Jakarta dan Milan Jalin Kerja Sama Perkuat Posisi Kota Global

Jakarta dan Milan Jalin Kerja Sama Perkuat Posisi Kota Global

Pemerintah Provinsi DKI Jakarta resmi menjalin kolaborasi strategis dengan Kota Milan, Italia, guna memperkokoh status Jakarta sebagai kota global melalui penguatan sektor budaya. Program bertajuk Leadership Exchange Programme Jakarta–Milan ini berlangsung pada 9-16 Mei 2026 dengan dihadiri langsung oleh Wakil Gubernur DKI Jakarta Rano Karno.

Kemitraan internasional tersebut difasilitasi oleh World Cities Culture Forum sebagai wadah pertukaran gagasan dalam mengelola kebijakan publik berbasis seni. Sebagaimana dilansir dari Megapolitan, Jakarta menjadi bagian dari 19 kota di dunia yang terpilih dalam program prestisius tahun ini.

Wakil Gubernur DKI Jakarta Rano Karno menjelaskan bahwa inisiatif ini menitikberatkan pada pengembangan ruang kota melalui aktivasi seni dan budaya. Jakarta secara khusus mengusung tema Public Art and Co-Creation yang mengedepankan prinsip kolaborasi dalam setiap karya seni di ruang publik.

"Program ini menjadi ruang pertukaran pengetahuan dan pengalaman antara Jakarta dan Milan dalam pengembangan kebijakan budaya, seni publik, serta aktivasi ruang kota," kata Rano Karno, Wakil Gubernur DKI Jakarta.

Pihak delegasi Jakarta berfokus mempelajari strategi Pemerintah Kota Milan dalam merevitalisasi kawasan bersejarah dan museum agar tetap relevan bagi masyarakat.

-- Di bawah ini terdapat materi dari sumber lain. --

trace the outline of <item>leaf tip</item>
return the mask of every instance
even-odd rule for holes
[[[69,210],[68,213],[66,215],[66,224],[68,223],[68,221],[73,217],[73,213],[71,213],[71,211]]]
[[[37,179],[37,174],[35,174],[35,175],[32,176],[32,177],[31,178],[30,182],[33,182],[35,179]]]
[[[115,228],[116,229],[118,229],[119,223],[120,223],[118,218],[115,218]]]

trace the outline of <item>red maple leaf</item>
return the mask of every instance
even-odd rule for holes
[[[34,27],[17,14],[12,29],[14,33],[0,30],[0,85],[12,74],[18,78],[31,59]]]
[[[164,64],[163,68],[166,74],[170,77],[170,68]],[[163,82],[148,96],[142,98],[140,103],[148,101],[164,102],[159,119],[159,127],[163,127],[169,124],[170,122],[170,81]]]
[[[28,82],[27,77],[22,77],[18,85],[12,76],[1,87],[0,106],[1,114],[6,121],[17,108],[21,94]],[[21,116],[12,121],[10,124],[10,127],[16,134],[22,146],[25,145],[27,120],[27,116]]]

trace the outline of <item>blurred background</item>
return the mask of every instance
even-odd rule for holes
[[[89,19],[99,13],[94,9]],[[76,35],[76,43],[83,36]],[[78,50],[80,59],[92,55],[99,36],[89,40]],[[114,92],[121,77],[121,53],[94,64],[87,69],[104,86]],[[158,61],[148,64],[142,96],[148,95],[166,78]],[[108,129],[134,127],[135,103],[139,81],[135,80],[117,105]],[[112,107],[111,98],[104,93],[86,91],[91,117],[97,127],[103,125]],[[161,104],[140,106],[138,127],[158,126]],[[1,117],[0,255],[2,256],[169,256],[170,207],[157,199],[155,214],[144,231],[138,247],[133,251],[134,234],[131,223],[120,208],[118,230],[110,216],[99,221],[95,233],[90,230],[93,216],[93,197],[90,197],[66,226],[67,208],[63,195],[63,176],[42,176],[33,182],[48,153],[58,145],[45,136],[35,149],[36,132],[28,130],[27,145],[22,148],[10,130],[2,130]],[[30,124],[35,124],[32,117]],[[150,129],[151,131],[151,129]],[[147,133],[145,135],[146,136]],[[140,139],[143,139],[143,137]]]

Fokus utama diskusi mencakup pengelolaan infrastruktur budaya agar mampu menarik minat wisatawan sekaligus menjadi pusat aktivitas warga lokal.

"Jakarta ingin menghadirkan ruang publik yang hidup melalui seni dan budaya, sekaligus membuka ruang kolaborasi kreatif bagi masyarakat dan seniman Jakarta," kata Rano Karno, Wakil Gubernur DKI Jakarta.

Selain urusan estetika kota, kedua belah pihak memperluas cakupan diskusi pada isu ketahanan pangan perkotaan. Pembahasan meliputi modernisasi sistem distribusi pangan, upaya pengurangan limbah makanan, hingga optimalisasi pertanian perkotaan atau urban farming.

Upaya ini diharapkan dapat memberikan dampak nyata pada pertumbuhan ekonomi kreatif dan penguatan identitas kota di mata internasional. Rano menekankan bahwa esensi kota global terletak pada kualitas interaksi dan kebanggaan masyarakat terhadap ruang hidup mereka.

"Kota global bukan hanya soal gedung tinggi dan infrastruktur modern, tetapi juga tentang bagaimana masyarakatnya memiliki ruang untuk berekspresi, berinteraksi, dan merasa bangga terhadap identitas kotanya," ujar Rano Karno, Wakil Gubernur DKI Jakarta.

Sebagai tindak lanjut dari pertemuan ini, Jakarta dan Milan dijadwalkan bakal menggelar proyek instalasi seni publik bersama pada Juli 2026. Agenda tersebut direncanakan melibatkan para seniman dari kedua kota untuk berkolaborasi menciptakan karya di sejumlah titik ruang publik Jakarta.